Wednesday, December 9, 2015

Without Light Or Guide: Los Nefilim (Part Two) - Teresa Frohock

Without Light or Guide is the second in Teresa Frohock’s “Los Nefilim” series of novella. Set in the Spain of the nineteen-thirties, it follows some members of Los Nefilim – the children of Angels – as they struggle with defining themselves, whilst working for or against schemes pushed by their angelic overlords and daemonic opponents.

Frohock’s  Spain remains as vividly detailed as ever.  The sense of a society on the brink of change remains, and is even exacerbated. There’s a feeling of hidden conflicts, quite aside from the supernatural concerns at the centre of the narrative – anarchist bombings and police brutality exist side by side, and the city at the centre of the story teeters between the expectations of the two.  This also serves as a nice corollary for the tensions between angelic and daemonic entities. Here too, there is a feeling of an approaching storm, as individuals look to either keep their heads down, or position themselves for any coming conflict. A cold war looks to be gradually warming up, and the environment reflects that, the sense of imminent catastrophe, dread, and a sort of febrile vitality, very well indeed.

Alongside the thematic similarities, Frohock does some excellent environmental description – the sewers packed with a sort of squamous ooze were particularly vile. I couldn’t get away from them fast enough! There’s also the urban bustle of the city, and the gradual shifts in atmosphere – all precisely crafted, and environmentally and emotionally effective. I was pulled into the terrifying and extraordinary world of pre-revolutionary Spain, and didn’t come out until the last page.

The characters, of course, stay on the page. Several of them are familiar from the previous novella in the sequence. The central relationship, between Diago and his partner, remains an absolute delight. T
There’s a rawness here, a reaching for emotional truths which immeasurably strengthens the core of the story. Diago and his lover are both men struggling with what others think of them, and they of themselves and each other – but Diago’s emotional growth, and acquisition of the strength to commit, are key tenets of the narrative, and the author makes them seem believable and honest.
Diago’s family is a core part of the narrative; alongside his relationship with his lover, he’s also exploring feelings for his long estranged father, and newly discovered child. The latter, especially, plucks at the heartstrings and adds a degree of weight to the prose; Frohock approaches the parent-child relationship with care, and it comes off the page as plausible, as well as terrible and beautiful, providing an intangible emotional heft to the text. The relationship with his father is seen as rather more fraught, and here the sense of alienation and estrangement is captured masterfully, if brutally, in the text.

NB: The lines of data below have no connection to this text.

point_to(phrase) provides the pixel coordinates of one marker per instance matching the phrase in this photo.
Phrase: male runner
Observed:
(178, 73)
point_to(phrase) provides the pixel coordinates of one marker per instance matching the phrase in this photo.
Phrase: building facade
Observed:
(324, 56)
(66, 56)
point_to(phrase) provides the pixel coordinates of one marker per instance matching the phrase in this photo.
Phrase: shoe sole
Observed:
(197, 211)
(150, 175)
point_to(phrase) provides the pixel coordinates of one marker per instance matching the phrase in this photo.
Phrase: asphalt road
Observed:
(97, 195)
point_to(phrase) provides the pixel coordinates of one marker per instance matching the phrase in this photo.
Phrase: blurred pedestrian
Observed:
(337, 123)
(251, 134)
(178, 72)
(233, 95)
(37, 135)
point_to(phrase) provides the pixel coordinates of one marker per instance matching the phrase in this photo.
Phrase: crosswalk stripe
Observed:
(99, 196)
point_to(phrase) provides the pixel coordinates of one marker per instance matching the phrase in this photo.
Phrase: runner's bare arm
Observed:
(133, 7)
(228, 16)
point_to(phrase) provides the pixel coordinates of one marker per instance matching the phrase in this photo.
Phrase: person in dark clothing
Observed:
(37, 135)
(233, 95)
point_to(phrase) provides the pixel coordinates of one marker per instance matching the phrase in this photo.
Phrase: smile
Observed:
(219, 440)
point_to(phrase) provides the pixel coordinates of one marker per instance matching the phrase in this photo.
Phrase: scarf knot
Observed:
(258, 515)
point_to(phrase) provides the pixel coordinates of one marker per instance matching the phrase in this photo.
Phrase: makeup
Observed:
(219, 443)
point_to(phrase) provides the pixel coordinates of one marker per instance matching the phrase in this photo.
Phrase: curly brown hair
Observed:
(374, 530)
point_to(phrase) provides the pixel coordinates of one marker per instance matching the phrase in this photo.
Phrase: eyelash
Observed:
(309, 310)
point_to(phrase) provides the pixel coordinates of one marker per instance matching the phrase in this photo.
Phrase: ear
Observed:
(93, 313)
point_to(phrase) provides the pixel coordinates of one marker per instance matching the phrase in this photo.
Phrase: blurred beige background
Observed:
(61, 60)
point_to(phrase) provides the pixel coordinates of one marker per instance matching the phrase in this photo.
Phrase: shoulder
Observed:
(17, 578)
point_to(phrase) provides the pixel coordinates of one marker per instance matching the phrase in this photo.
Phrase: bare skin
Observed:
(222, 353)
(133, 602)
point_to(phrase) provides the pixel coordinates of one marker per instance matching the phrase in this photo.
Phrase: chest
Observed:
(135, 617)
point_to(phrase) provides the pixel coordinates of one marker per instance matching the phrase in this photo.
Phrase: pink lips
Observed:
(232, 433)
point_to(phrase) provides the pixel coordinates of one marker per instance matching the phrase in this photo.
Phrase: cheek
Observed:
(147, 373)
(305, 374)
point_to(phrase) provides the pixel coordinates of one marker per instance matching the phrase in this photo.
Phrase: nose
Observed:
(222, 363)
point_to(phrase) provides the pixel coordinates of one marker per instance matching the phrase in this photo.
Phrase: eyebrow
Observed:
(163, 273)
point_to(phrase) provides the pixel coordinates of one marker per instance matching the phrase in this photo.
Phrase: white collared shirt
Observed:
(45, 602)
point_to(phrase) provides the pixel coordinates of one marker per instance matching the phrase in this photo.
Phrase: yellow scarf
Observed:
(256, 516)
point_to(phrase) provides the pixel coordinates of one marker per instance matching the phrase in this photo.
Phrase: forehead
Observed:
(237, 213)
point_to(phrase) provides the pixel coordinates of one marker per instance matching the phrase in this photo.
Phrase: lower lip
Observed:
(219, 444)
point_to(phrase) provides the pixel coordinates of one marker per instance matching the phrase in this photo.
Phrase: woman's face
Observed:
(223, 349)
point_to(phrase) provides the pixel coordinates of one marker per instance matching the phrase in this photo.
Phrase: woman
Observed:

The villains…well, as usual, they’re rather scary. There’s a slowly building horror throughout, which is counterbalanced by some rather more graphic moments laced through the text, before the climax.  The antagonists feel alarmingly alien when appropriate, and a few are disturbingly human. They’re all thoroughly interesting to read, even when being truly terrible.

As ever, I’m trying to avoid spoilers, so I won’t get into the plot too much. Suffice to say that Diago is on the move again, being gradually drawn into the intrigues of the Nefilim. There’s a slow burn buildup at the start of the text, but it flows wonderfully as the tension ratchets up in the prose. The stakes are, as ever, rather high, and there’s a sense of characters living with the consequences of their decisions. It’s a creepily compulsive journey for Diago, and the reader is taken along for the ride, by turns disgusted, terrified and thrilled. There’s more of the Nefilim here than before, and Frohock’s prose packs a punch.

Is it worth reading? If you’re new to the series, I’d start with the first in the sequence. But if you’re looking for more of pre-war Spain, of a world where angels and demons fight a gradually escalating war amongst our shadows, and where family and love are nothing – and everything – then yes, this is a thoroughly enjoyable sequel.